3. Qwen2.5-14B-DeepSeek-R1-1M-Uncensored.Q8_0.gguf – this time it all finished much faster, however conclusion was still incorrect:
The two queries are logically equivalent and should produce the same result. If they differ, it might be due to an oversight in the data or conditions.
4. Qwen2.5-coder-14b-instruct-q4_0.gguf – worked for not so long, conclusion is incorrect, deviated into some unrelated matter of distinguishing between different types of nodes:
Query 1 correctly implements the logic to distinguish between root, inner, and leaf nodes based on their relationship with other nodes.
Query 2, due to its conditional logic, fails to properly classify nodes that are both parents and have children as 'Inner' nodes, leading to incorrect results.
5. Qwen2.5-coder-32b-instruct-q4_0.gguf – the winner in this competition.
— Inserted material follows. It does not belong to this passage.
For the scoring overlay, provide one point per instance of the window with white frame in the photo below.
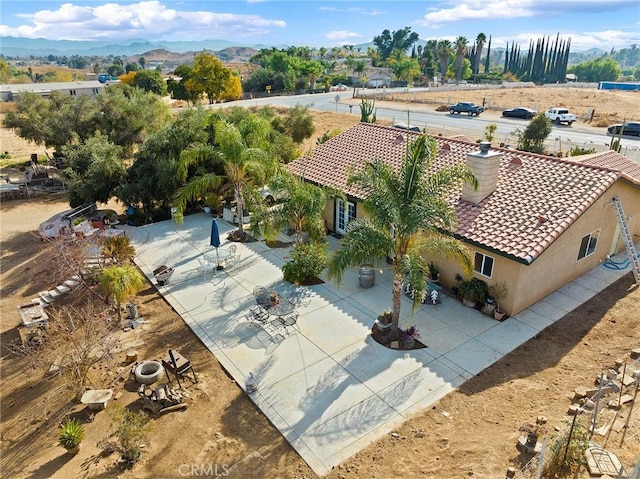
(588, 244)
(483, 264)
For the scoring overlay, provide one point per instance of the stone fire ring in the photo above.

Having allocated 32 GB in memory, pacing as slow as I can afford on my computer, still the model came out with the correct explanation of what is wrong with those two SQL queries:
The difference in the results of your two queries stems from how the CASE statement handles the conditions, particularly when it comes to the presence of NULL values in the subquery.
Why Query 2 Provides Incorrect Results:
The issue with Query 2 arises when there are NULL values in the subquery result (select distinct p_id from Tree). In SQL, comparisons involving NULL return UNKNOWN, not TRUE or FALSE. Therefore:
-
If your table contains any rows where p_id is NULL, those NULL values will cause the id NOT IN (subquery) condition to evaluate to UNKNOWN for all rows. As a result, no row will be classified as 'Leaf' based on this condition.
Solution:
To ensure that Query 2 works correctly, you should explicitly handle NULL values in the subquery:
select id,
case
when p_id is null then 'Root'
when id not in (select distinct p_id from Tree where p_id is not null) then 'Leaf'
else 'Inner'
end as type
from Tree;
This modified version of Query 2 excludes NULL values from the subquery, ensuring that the NOT IN condition behaves as expected.
If your table contains any rows where p_id is NULL, those NULL values will cause the id NOT IN (subquery) condition to evaluate to UNKNOWN for all rows. As a result, no row will be classified as 'Leaf' based on this condition.
---
As I mentioned, ChatGPT's answer, which I used for reference, was almost in the same in words, and 100% the same in suggested fixed code for the 2nd query.